The syntax of an utterance usually refers to its structure, such as how ideas and words are ordered in a sentence. Azimuth provides smart tags based on the length and syntactic structure of utterances.

Where is this used in Azimuth?

Based on the syntax of each utterance, Azimuth computes syntactic Smart Tags (Extreme Length and Partial Syntax families). Additionally, the length mismatch plot in the Dataset Class Distribution Analysis compares the length of the utterances in the training set and the evaluation set.

How is it computed?

POS Tags

Part-of-speech (POS) tagging is a common technique to tag each word in a given text as belonging to a category according to its grammatical properties. Examples could be 'verb', or 'direct object'.

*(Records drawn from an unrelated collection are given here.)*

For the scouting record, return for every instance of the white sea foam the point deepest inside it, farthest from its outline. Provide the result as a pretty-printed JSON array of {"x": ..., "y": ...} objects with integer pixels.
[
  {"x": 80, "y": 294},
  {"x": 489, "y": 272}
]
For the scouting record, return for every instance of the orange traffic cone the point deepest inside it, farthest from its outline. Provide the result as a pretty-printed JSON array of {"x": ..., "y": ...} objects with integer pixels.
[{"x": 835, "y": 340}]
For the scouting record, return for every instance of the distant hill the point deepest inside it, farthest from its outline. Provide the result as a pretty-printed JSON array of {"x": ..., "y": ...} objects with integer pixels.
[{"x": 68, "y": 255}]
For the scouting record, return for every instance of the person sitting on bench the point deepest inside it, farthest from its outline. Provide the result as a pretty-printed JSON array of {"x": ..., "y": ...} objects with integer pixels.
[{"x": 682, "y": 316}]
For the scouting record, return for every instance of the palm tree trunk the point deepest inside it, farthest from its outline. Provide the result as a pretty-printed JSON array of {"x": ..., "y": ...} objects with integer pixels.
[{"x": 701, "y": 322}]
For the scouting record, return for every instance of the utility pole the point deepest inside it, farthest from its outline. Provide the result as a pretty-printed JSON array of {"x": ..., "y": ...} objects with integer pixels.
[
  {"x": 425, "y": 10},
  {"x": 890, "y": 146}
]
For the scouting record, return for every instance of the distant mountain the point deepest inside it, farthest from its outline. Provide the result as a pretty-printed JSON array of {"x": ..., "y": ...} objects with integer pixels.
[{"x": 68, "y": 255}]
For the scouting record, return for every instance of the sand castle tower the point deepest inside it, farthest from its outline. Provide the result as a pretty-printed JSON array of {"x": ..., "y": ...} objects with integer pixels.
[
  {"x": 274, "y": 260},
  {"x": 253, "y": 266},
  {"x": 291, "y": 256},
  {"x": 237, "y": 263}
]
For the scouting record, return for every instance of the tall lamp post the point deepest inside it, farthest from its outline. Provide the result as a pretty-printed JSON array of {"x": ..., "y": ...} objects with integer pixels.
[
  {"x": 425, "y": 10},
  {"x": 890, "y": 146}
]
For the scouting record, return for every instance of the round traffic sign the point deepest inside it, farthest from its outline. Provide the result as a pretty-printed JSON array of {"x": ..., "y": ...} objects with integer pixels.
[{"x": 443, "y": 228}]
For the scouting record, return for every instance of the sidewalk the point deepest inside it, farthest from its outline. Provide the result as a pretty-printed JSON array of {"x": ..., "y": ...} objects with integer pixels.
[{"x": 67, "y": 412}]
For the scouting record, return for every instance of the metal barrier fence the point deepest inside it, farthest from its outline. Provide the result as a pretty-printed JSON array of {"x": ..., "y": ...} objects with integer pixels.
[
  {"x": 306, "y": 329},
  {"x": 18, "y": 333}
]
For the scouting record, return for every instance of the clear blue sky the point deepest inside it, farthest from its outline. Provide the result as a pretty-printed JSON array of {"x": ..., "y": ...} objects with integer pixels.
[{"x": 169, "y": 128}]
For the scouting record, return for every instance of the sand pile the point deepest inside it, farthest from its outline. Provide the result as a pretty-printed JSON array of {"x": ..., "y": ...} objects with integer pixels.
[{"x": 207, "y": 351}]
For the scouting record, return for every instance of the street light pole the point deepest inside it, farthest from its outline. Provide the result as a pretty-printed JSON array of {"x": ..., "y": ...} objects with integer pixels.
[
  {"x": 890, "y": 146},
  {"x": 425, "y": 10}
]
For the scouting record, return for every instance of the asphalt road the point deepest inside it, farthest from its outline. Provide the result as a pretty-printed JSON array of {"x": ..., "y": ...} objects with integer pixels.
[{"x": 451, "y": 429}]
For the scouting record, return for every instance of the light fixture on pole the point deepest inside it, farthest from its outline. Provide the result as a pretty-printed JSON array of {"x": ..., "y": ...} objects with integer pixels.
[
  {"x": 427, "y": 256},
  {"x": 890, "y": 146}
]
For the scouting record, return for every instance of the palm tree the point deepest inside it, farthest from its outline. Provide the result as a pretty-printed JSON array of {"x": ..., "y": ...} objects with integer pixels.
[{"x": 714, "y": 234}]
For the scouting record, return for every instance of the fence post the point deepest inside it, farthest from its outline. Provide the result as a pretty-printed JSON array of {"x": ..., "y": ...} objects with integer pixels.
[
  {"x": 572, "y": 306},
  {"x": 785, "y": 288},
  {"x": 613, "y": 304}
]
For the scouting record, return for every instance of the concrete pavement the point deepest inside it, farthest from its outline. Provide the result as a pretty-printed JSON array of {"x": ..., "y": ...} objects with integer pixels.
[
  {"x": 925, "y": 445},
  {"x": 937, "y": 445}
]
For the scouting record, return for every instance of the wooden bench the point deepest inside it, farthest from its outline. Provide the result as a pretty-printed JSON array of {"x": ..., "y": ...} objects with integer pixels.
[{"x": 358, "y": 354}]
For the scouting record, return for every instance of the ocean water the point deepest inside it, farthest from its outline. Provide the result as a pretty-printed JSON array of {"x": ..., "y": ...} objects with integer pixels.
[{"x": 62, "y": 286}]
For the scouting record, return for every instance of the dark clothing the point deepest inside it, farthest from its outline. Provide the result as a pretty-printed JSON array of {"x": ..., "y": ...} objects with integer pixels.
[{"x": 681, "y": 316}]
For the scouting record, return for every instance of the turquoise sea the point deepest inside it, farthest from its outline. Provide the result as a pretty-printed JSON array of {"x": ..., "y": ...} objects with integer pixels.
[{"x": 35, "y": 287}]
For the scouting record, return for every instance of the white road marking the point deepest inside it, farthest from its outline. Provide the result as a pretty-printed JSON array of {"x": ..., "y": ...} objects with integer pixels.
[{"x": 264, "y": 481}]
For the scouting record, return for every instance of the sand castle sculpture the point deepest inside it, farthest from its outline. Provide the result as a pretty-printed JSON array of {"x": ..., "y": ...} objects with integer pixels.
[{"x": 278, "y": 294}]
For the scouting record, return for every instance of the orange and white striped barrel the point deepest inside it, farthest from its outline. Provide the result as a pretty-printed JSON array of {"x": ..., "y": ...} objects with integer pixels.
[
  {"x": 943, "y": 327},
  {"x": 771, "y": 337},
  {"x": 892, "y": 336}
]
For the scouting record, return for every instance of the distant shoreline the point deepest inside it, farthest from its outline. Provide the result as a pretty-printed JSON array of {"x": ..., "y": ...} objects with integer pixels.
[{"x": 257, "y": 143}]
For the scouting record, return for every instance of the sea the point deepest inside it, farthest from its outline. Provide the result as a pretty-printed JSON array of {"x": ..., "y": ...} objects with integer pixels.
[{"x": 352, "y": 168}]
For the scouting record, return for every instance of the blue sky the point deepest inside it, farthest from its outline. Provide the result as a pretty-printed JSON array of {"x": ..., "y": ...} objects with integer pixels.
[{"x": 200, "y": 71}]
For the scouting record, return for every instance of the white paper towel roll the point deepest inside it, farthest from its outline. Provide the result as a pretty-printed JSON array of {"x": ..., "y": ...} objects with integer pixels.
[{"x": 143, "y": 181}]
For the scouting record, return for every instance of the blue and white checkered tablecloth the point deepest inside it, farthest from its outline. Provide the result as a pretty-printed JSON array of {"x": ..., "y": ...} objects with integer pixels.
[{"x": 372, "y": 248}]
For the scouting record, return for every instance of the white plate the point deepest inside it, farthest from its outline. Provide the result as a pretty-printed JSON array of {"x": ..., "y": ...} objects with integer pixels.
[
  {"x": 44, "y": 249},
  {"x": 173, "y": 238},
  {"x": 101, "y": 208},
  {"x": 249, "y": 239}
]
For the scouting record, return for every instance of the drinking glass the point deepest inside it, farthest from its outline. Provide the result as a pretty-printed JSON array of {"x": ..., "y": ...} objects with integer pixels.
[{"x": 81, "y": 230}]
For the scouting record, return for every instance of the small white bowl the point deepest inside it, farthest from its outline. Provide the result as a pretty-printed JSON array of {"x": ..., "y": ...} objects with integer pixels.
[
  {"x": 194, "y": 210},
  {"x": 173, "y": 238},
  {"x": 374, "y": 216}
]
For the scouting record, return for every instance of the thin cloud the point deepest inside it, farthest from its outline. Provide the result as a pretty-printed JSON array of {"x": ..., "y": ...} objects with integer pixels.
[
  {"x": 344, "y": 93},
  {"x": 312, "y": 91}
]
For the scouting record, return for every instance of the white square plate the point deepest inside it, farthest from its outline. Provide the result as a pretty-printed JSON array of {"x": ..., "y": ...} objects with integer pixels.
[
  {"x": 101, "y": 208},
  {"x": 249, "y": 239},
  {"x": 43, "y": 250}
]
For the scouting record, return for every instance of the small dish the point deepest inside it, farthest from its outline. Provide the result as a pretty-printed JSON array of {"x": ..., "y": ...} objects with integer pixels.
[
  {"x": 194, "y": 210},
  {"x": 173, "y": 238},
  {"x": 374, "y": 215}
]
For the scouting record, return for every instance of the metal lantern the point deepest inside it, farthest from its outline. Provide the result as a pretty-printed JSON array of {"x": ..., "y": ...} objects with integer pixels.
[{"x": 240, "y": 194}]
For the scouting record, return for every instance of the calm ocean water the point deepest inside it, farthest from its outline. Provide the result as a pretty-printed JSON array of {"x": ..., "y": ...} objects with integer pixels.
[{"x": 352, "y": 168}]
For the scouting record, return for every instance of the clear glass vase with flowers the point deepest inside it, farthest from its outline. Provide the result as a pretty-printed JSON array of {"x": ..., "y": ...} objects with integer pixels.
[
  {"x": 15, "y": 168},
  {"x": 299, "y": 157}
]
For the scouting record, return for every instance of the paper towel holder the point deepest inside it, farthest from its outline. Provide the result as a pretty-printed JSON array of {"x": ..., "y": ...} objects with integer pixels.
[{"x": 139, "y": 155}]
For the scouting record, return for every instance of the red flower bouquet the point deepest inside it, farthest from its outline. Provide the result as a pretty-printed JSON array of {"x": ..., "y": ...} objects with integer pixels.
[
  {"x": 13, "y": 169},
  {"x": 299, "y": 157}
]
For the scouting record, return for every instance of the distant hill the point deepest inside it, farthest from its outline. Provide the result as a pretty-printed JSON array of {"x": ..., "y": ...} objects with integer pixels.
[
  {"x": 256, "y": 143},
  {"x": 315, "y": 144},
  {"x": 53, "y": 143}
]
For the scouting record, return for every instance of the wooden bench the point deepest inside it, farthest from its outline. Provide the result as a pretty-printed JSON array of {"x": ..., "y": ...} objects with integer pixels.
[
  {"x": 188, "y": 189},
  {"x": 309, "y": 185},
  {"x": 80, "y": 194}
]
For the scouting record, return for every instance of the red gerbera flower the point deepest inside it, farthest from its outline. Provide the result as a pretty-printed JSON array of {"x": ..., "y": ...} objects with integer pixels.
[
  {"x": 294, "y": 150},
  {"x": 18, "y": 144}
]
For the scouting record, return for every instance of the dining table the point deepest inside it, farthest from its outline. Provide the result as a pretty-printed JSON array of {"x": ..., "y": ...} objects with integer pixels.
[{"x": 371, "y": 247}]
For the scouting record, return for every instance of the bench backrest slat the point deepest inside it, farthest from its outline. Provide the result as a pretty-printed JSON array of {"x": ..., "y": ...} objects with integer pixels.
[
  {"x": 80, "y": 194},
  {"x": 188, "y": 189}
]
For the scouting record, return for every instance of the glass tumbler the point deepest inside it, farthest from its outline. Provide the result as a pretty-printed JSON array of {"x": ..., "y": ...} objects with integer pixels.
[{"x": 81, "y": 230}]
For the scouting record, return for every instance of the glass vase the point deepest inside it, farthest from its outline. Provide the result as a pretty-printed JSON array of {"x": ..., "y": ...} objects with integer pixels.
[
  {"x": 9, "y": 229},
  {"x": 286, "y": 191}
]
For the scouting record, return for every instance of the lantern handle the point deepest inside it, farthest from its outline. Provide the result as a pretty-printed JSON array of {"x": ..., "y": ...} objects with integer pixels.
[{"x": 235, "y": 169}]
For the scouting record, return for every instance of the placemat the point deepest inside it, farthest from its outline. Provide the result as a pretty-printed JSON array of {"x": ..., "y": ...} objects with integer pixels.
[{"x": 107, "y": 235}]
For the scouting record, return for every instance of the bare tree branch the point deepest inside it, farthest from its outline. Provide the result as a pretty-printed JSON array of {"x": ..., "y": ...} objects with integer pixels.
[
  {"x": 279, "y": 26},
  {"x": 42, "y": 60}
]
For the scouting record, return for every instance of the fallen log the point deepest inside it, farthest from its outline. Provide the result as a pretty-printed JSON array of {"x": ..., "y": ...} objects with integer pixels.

Azimuth uses spaCy, an open-source library, to perform part-of-speech (POS) and dependency tagging on each token of an utterance. It is set up for all languages supported by Azimuth. Azimuth then computes the smart tags missing_subj, missing_verb, and missing_obj based on the presence of certain tags. Subjects and objects are identified by dependency tags that are language-dependent and specified in the Syntax Analysis Config, whereas verbs are identified by POS tags that are consistent across languages (shown below). The smart tag multiple_sentences is based on a spaCy sentencizer:

import spacy
from spacy.lang.en import English

# Part of Speech
verb_tags = ["VERB", "AUX"]

# Sentencizer; English() should work for other languages that have similar sentence conventions.
spacy_pipeline = English()
spacy_pipeline.add_pipe("sentencizer")

Token Count

To compute the number of tokens per utterance, the following tokenizer is used:

from transformers import AutoTokenizer

tokenizer = AutoTokenizer.from_pretrained("bert-base-uncased")

Based on the token count, the long_sentence and short_sentence smart tags are computed.

Configuration

Syntax Analysis Config explains how to edit the thresholds to determine what is considered a short or long sentence, the tags used to detect subjects and objects, and the spaCy model used to parse utterances.